Comment by aen1

Comment by aen1 2 days ago

3 replies

Here are some slides summarizing the shorter paper this is based on:

https://web.archive.org/web/20170809055122id_/https://learni...

tl;dr They did a qualitative survey of what other people think makes a great software engineer at Microsoft.

Their take aways:

- The ability to learn is more important than any individual technical skill

- Making good decisions is rarely discussed in the software engineering literature, but it is critical to being a great software engineer

- Software engineering is a sociotechnical undertaking

- Delivering the code is often insufficient; complex contextual technical considerations abound.

rukuu001 2 days ago

Thats a very handy link, thanks.

The whole 'sociotechnical' part is gaping black hole for most new devs I meet, because it's not taught, and I don't know that schools know how to teach it.
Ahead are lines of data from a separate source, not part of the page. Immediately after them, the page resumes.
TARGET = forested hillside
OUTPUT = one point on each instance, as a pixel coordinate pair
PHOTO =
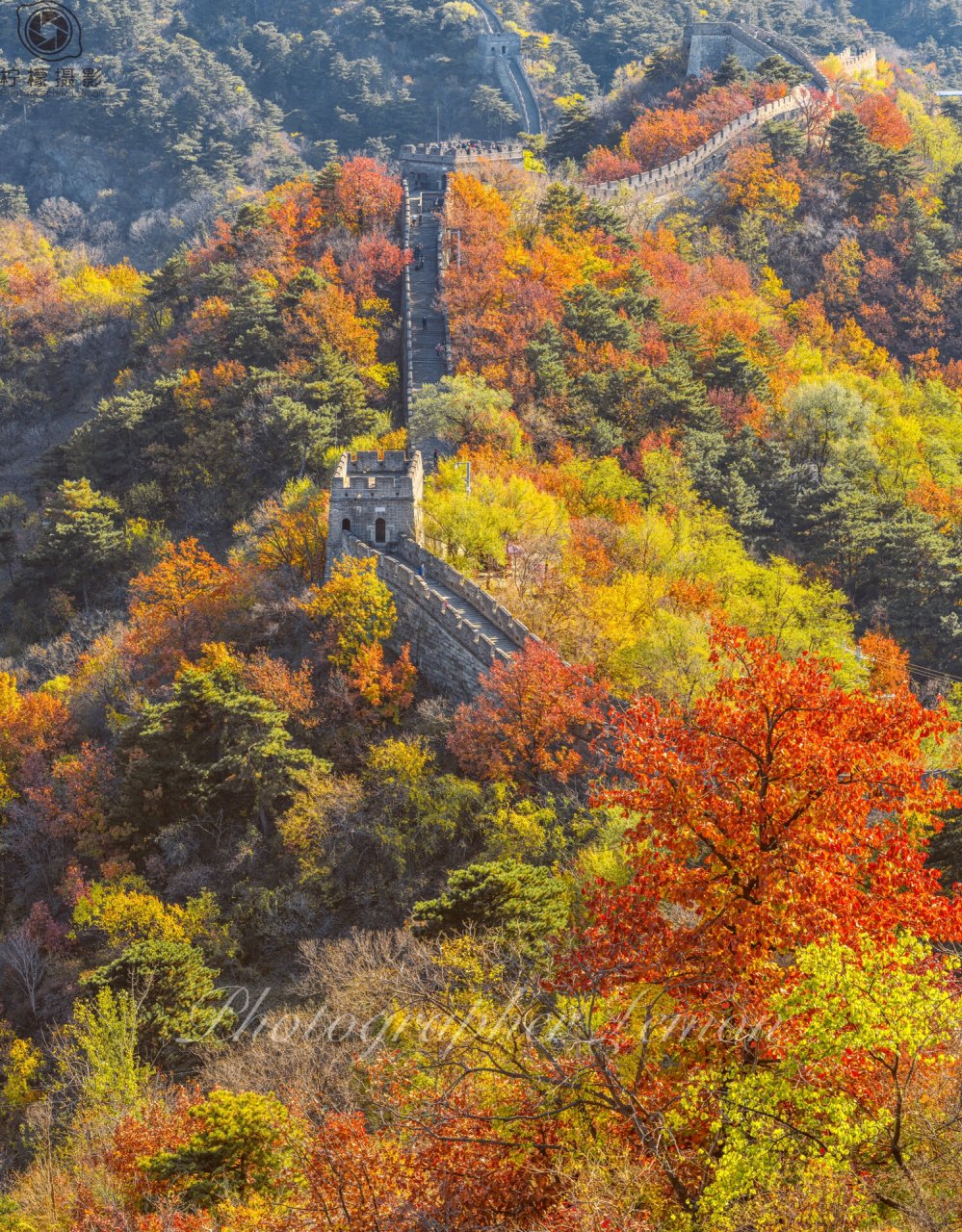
(205, 102)
(655, 928)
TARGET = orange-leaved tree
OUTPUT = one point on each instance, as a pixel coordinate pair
(777, 810)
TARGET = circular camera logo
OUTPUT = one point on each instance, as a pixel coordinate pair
(49, 31)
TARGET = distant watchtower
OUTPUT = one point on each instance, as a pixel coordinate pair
(375, 497)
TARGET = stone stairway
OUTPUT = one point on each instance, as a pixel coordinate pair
(429, 365)
(457, 605)
(471, 616)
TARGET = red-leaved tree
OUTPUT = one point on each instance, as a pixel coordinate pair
(532, 722)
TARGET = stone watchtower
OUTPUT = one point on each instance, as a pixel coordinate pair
(375, 497)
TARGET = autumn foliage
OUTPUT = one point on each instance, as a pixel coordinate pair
(780, 809)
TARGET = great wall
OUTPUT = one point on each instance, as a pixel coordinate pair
(454, 629)
(706, 46)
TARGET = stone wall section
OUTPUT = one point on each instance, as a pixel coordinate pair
(439, 571)
(706, 158)
(444, 648)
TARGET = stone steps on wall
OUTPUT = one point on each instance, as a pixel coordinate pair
(471, 616)
(427, 366)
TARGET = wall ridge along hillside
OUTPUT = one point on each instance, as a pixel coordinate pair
(707, 44)
(454, 629)
(501, 49)
(704, 158)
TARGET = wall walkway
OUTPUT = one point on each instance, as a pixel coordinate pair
(454, 629)
(668, 177)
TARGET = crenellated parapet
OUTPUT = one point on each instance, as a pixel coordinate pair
(708, 42)
(375, 497)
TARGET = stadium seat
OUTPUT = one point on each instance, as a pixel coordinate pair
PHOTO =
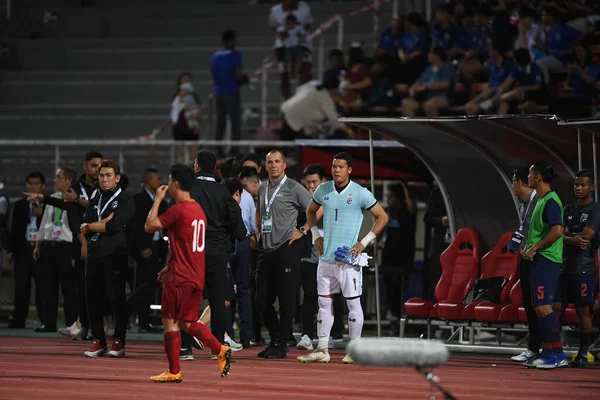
(510, 312)
(498, 262)
(460, 266)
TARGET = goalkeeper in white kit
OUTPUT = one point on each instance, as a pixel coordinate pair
(341, 261)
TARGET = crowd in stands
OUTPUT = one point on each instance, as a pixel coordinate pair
(476, 57)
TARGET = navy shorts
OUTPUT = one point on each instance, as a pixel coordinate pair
(576, 288)
(544, 281)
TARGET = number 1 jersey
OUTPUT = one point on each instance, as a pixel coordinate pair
(186, 222)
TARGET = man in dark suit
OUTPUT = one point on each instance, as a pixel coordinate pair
(148, 250)
(23, 235)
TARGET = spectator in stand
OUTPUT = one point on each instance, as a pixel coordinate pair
(303, 114)
(528, 82)
(356, 82)
(432, 91)
(226, 67)
(469, 48)
(184, 117)
(390, 42)
(24, 225)
(531, 35)
(500, 68)
(336, 65)
(444, 32)
(277, 17)
(583, 78)
(413, 52)
(560, 39)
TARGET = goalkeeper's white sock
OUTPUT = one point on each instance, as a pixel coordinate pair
(356, 318)
(324, 322)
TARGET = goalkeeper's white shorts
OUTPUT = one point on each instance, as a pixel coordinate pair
(333, 278)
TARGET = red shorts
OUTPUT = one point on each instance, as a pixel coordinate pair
(180, 303)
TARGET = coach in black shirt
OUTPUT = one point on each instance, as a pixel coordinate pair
(224, 218)
(105, 222)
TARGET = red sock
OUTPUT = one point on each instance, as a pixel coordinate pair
(172, 345)
(202, 332)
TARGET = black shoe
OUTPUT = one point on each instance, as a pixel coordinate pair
(257, 342)
(265, 350)
(276, 351)
(12, 324)
(148, 328)
(44, 328)
(82, 334)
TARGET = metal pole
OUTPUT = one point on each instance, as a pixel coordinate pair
(321, 57)
(428, 10)
(121, 159)
(595, 159)
(579, 155)
(56, 157)
(375, 261)
(375, 22)
(340, 32)
(264, 96)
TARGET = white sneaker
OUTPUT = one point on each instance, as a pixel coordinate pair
(319, 355)
(305, 343)
(70, 331)
(232, 343)
(524, 356)
(347, 360)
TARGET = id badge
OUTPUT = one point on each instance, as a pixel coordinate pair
(56, 230)
(267, 223)
(32, 234)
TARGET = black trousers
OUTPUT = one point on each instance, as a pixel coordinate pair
(81, 302)
(147, 284)
(105, 277)
(218, 289)
(57, 264)
(256, 321)
(535, 340)
(25, 268)
(241, 269)
(278, 277)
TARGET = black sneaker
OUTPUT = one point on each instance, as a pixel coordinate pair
(265, 350)
(277, 350)
(186, 354)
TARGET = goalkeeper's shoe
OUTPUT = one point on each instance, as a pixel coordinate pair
(319, 355)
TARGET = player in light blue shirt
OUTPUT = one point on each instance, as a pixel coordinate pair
(343, 202)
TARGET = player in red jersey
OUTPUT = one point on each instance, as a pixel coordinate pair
(183, 277)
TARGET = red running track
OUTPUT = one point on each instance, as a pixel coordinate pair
(56, 369)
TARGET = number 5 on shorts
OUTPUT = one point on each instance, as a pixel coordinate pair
(540, 292)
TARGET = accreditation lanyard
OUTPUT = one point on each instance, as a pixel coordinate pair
(269, 203)
(84, 192)
(101, 210)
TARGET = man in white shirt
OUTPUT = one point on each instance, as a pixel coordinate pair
(277, 16)
(54, 250)
(310, 110)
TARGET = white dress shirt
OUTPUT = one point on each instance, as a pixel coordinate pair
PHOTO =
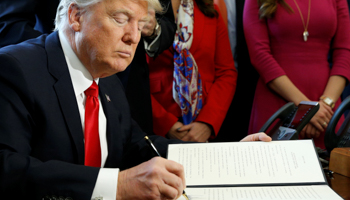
(106, 184)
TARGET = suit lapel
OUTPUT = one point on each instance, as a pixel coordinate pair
(57, 66)
(113, 117)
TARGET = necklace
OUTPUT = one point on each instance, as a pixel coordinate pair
(305, 33)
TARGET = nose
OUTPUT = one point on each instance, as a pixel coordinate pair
(132, 34)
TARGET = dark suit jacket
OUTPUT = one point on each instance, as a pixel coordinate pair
(41, 137)
(18, 18)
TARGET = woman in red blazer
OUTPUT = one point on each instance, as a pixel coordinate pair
(211, 50)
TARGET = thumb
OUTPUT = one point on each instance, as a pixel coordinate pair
(185, 128)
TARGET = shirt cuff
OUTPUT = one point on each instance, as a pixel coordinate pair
(106, 187)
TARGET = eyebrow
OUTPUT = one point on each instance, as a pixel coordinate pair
(128, 13)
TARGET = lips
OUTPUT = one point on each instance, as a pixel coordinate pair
(124, 54)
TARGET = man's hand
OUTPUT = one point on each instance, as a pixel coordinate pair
(155, 179)
(175, 133)
(318, 122)
(257, 137)
(197, 132)
(149, 27)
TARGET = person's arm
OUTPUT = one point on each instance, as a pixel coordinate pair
(23, 175)
(221, 87)
(163, 121)
(17, 21)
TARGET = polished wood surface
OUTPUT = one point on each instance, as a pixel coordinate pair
(340, 184)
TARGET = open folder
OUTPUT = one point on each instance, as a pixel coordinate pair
(288, 169)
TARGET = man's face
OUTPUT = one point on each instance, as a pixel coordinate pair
(108, 35)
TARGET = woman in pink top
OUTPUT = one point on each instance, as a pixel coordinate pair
(289, 42)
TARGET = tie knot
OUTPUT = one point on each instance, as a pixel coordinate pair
(92, 90)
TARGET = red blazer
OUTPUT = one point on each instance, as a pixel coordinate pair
(211, 50)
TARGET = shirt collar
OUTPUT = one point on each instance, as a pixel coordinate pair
(80, 76)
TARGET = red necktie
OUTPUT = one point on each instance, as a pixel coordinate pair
(92, 140)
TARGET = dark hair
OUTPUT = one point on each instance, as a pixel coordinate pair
(268, 7)
(207, 8)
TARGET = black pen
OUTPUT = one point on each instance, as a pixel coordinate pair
(150, 143)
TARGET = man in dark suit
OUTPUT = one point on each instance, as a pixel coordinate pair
(42, 84)
(25, 19)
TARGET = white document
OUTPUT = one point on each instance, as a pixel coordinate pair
(312, 192)
(287, 169)
(290, 161)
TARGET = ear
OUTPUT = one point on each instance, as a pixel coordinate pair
(74, 17)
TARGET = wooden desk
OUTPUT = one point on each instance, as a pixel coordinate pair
(340, 184)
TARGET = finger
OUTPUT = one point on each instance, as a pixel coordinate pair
(176, 169)
(320, 125)
(257, 137)
(185, 127)
(168, 192)
(263, 137)
(307, 131)
(302, 132)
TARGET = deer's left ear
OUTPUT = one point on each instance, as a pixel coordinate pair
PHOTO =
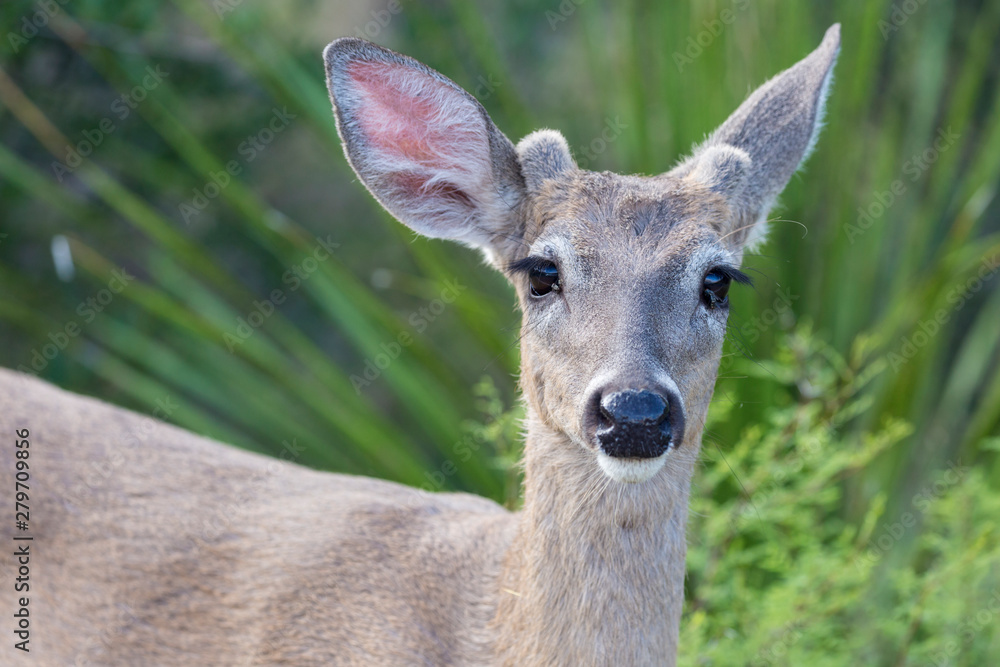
(425, 148)
(751, 157)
Anyone have any internal processes (or resources) for helping newbs understand that side of the job?

  • svilen_dobrev 2 days ago

    check "recommended readings" on the right:

    https://www.svilendobrev.com/rabota/

    starting from Organisational patterns, down. Skip anything there about design/ architecture/ math.

    But: have in mind Conway's law - software-produced <=> organisation's-culture. So you can't dismiss entirely either of the two extremes of the socio-techical (human-machine) systems.

    IMO, Winnie the Pooh has much more sociotechnical hints than CS university course.